Network layouts are simply algorithms that return coordinates for each node in a network.

For the purposes of exploring layouts, we will generate a slightly larger 100-node graph. We use the sample_pa() function which generates a simple graph starting from one node and adding more nodes and links based on a preset level of preferential attachment (Barabasi-Albert model).

net.bg <- sample_pa(100) 
V(net.bg)$size <- 8
V(net.bg)$frame.color <- "white"
V(net.bg)$color <- "orange"
V(net.bg)$label <- "" 
E(net.bg)$arrow.mode <- 0
plot(net.bg)

You can set the layout in the plot function:

plot(net.bg, layout=layout_randomly)

Or you can calculate the vertex coordinates in advance:

l <- layout_in_circle(net.bg)
plot(net.bg, layout=l)

l is simply a matrix of x, y coordinates (N x 2) for the N nodes in the graph. You can easily generate your own:

l <- cbind(1:vcount(net.bg), c(1, vcount(net.bg):2))
plot(net.bg, layout=l)

This layout is just an example and not very helpful - thankfully igraph has a number of built-in layouts, including:

# Randomly placed vertices
l <- layout_randomly(net.bg)
plot(net.bg, layout=l)

# Circle layout
l <- layout_in_circle(net.bg)
plot(net.bg, layout=l)

# 3D sphere layout
l <- layout_on_sphere(net.bg)
plot(net.bg, layout=l)

Fruchterman-Reingold is one of the most used force-directed layout algorithms out there.

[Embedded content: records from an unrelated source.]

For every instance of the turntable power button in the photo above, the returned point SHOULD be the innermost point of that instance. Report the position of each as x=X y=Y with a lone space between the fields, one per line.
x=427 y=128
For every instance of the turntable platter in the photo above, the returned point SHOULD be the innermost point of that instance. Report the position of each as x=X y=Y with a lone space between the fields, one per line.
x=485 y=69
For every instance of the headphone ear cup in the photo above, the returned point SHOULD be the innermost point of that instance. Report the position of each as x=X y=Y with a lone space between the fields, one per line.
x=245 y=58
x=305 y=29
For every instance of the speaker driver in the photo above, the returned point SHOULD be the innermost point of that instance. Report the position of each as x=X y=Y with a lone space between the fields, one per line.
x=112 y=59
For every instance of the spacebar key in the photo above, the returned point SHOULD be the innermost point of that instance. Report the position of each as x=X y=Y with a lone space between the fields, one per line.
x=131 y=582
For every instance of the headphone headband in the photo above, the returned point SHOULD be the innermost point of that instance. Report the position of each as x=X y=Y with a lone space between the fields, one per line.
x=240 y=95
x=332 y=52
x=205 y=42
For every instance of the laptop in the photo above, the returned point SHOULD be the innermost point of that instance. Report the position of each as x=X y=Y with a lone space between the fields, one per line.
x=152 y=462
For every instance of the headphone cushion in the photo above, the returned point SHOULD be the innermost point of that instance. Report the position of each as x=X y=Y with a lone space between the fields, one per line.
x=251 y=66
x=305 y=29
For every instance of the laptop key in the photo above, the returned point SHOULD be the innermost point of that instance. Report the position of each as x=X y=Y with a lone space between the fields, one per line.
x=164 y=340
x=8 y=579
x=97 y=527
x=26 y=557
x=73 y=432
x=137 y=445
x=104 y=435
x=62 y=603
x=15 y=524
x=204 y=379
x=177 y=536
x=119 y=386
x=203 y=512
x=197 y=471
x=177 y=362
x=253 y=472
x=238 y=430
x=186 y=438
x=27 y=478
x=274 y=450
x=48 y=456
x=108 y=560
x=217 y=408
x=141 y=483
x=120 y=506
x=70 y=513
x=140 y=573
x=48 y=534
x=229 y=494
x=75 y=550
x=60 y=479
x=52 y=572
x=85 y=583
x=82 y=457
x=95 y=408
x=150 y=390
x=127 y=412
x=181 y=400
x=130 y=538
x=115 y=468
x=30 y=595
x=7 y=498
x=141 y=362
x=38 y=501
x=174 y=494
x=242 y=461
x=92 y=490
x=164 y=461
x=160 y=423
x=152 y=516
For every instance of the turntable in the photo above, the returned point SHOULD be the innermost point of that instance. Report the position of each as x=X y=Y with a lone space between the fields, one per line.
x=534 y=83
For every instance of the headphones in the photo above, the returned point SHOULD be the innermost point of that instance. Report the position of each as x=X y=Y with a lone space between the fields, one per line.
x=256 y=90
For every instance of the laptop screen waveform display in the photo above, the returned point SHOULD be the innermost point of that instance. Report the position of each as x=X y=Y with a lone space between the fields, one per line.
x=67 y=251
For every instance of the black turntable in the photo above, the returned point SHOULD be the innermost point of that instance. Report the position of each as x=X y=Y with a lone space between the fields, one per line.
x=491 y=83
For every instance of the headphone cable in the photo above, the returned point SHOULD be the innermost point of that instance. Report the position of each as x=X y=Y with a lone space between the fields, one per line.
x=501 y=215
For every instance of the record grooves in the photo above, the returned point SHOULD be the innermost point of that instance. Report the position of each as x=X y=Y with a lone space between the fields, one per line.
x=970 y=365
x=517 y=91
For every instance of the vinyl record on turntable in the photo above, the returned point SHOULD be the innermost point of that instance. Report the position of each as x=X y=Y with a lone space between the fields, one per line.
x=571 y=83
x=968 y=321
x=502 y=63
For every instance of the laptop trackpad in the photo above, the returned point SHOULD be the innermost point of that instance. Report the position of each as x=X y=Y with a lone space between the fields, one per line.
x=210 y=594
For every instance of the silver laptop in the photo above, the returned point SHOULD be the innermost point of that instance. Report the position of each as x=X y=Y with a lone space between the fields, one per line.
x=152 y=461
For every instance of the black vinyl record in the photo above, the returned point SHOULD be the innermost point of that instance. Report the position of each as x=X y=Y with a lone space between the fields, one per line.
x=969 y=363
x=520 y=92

Force-directed layouts try to get a nice-looking graph where edges are similar in length and cross each other as little as possible. They simulate the graph as a physical system. Nodes are electrically charged particles that repulse each other when they get too close. The edges act as springs that attract connected nodes closer together. As a result, nodes are evenly distributed through the chart area, and the layout is intuitive in that nodes which share more connections are closer to each other. The disadvantage of these algorithms is that they are rather slow and therefore less often used in graphs larger than ~1000 vertices. You can set the “weight” parameter which increases the attraction forces among nodes connected by heavier edges.

l <- layout_with_fr(net.bg)
plot(net.bg, layout=l)

You will notice that this layout is not deterministic - different runs will result in slightly different configurations. Saving the layout in l allows us to get the exact same result multiple times, which can be helpful if you want to plot the time evolution of a graph, or different relationships – and want nodes to stay in the same place in multiple plots.

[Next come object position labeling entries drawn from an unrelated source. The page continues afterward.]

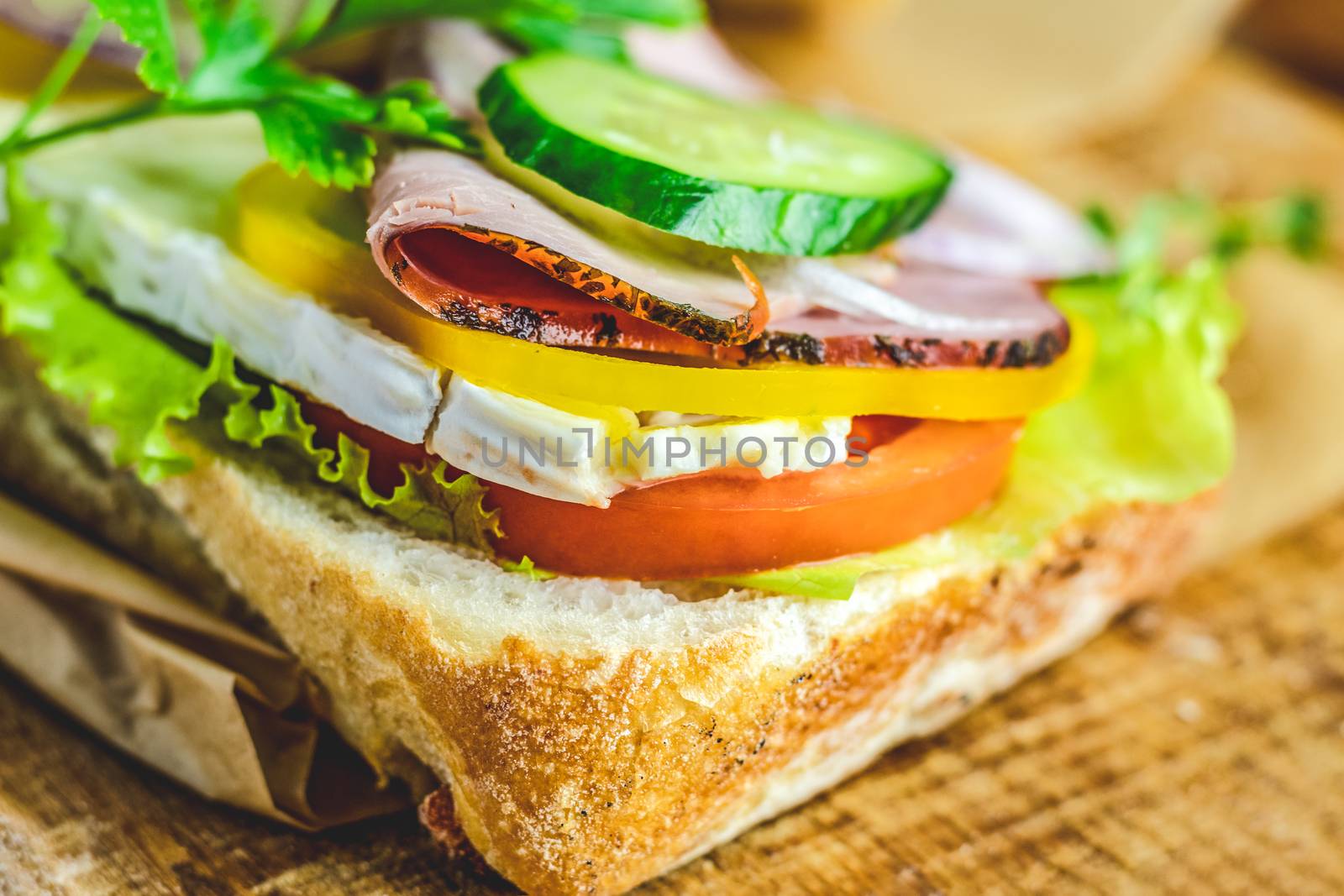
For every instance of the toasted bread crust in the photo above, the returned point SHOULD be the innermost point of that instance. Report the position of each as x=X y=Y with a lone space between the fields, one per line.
x=589 y=772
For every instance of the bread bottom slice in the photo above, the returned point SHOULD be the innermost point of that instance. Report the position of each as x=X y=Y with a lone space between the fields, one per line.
x=593 y=734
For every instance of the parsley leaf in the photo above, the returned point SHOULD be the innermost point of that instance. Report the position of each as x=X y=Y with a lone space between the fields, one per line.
x=309 y=123
x=147 y=24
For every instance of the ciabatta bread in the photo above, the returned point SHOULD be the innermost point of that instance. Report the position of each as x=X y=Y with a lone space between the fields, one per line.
x=597 y=734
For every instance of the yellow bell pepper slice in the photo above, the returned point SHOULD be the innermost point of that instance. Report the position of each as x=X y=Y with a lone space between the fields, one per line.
x=311 y=239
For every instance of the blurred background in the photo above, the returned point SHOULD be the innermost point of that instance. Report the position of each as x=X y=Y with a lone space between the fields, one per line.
x=1026 y=71
x=1102 y=101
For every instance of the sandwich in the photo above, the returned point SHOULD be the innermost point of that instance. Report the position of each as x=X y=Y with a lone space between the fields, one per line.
x=628 y=453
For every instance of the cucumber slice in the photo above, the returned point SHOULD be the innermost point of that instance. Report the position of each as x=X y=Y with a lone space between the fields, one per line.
x=757 y=177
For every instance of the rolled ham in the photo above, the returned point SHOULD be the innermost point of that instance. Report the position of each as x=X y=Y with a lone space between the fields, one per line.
x=663 y=293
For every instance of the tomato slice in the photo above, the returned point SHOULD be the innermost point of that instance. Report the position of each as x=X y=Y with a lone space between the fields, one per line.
x=918 y=477
x=732 y=521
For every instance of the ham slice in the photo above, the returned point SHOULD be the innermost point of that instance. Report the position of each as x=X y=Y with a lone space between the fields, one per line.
x=662 y=293
x=716 y=300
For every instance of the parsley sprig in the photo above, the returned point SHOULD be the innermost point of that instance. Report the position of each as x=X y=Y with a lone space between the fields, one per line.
x=311 y=123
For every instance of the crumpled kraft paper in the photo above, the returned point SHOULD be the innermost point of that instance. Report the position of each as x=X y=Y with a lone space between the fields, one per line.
x=187 y=692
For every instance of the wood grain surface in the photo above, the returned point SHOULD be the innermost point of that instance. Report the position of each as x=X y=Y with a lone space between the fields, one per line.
x=1195 y=747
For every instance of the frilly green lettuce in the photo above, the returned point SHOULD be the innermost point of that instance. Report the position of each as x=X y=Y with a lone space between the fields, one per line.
x=134 y=385
x=1151 y=425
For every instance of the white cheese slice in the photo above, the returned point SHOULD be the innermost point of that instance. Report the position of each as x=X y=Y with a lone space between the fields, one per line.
x=141 y=228
x=588 y=454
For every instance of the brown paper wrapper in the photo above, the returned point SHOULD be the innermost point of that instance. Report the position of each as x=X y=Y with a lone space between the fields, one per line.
x=185 y=691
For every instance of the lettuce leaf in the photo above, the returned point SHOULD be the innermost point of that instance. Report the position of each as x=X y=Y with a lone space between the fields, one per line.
x=1151 y=425
x=134 y=385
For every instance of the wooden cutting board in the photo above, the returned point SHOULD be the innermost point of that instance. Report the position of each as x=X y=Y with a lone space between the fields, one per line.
x=1195 y=747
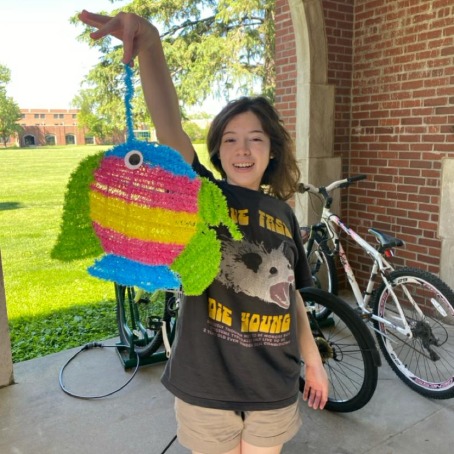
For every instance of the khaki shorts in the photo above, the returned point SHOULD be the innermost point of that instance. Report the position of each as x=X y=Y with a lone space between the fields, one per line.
x=213 y=431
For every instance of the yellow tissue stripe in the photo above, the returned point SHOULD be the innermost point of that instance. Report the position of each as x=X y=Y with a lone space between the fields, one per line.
x=144 y=223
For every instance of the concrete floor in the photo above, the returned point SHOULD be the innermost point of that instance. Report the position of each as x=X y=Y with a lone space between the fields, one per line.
x=37 y=417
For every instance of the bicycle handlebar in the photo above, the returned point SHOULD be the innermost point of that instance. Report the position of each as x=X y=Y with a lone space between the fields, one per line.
x=307 y=187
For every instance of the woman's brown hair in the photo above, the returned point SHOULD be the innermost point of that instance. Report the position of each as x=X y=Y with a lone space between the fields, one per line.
x=282 y=174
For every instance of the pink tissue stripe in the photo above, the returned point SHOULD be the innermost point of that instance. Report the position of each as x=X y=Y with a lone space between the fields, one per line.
x=146 y=186
x=147 y=252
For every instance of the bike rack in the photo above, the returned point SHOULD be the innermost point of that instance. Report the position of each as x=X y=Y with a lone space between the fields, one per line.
x=129 y=357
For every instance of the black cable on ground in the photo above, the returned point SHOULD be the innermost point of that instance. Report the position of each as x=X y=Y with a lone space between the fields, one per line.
x=89 y=346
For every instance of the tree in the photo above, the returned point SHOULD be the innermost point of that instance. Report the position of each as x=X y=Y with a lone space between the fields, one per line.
x=10 y=112
x=212 y=48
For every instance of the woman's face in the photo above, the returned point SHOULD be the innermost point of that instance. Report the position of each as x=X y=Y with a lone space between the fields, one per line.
x=244 y=151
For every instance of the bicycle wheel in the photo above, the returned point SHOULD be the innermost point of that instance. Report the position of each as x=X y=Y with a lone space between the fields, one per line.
x=348 y=351
x=323 y=270
x=140 y=318
x=425 y=362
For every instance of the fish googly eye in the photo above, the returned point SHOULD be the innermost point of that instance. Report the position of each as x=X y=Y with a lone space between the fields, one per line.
x=133 y=159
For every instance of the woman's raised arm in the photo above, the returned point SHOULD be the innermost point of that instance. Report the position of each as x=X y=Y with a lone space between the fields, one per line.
x=141 y=39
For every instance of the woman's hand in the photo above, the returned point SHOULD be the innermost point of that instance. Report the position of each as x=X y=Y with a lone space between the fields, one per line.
x=138 y=35
x=316 y=387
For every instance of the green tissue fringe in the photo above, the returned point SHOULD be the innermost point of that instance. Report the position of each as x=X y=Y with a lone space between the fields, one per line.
x=77 y=239
x=213 y=208
x=198 y=264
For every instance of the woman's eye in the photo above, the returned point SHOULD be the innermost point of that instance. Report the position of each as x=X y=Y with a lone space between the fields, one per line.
x=133 y=159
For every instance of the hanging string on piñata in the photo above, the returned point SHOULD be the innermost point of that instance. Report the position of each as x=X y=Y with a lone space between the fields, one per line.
x=153 y=216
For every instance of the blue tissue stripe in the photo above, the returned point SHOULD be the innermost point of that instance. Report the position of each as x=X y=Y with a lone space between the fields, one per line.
x=126 y=272
x=157 y=155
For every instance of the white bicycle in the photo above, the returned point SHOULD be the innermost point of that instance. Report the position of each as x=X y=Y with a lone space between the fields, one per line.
x=410 y=310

par(mfrow=c(2,2), mar=c(0,0,0,0))   # plot four figures - 2 rows, 2 columns
plot(net.bg, layout=layout_with_fr)
plot(net.bg, layout=layout_with_fr)
plot(net.bg, layout=l)
plot(net.bg, layout=l)

dev.off()
## null device 
##           1

By default, the coordinates of the plots are rescaled to the [-1,1] interval for both x and y. You can change that with the parameter rescale=FALSE and rescale your plot manually by multiplying the coordinates by a scalar. You can use norm_coords to normalize the plot with the boundaries you want. This way you can create more compact or spread out layout versions.

l <- layout_with_fr(net.bg)
l <- norm_coords(l, ymin=-1, ymax=1, xmin=-1, xmax=1)

par(mfrow=c(2,2), mar=c(0,0,0,0))
plot(net.bg, rescale=F, layout=l*0.4)
plot(net.bg, rescale=F, layout=l*0.6)
plot(net.bg, rescale=F, layout=l*0.8)
plot(net.bg, rescale=F, layout=l*1.0)

dev.off()
## null device 
##           1

Another popular force-directed algorithm that produces nice results for connected graphs is Kamada Kawai. Like Fruchterman Reingold, it attempts to minimize the energy in a spring system.

l <- layout_with_kk(net.bg)
plot(net.bg, layout=l)

The LGL algorithm is meant for large, connected graphs. Here you can also specify a root: a node that will be placed in the middle of the layout.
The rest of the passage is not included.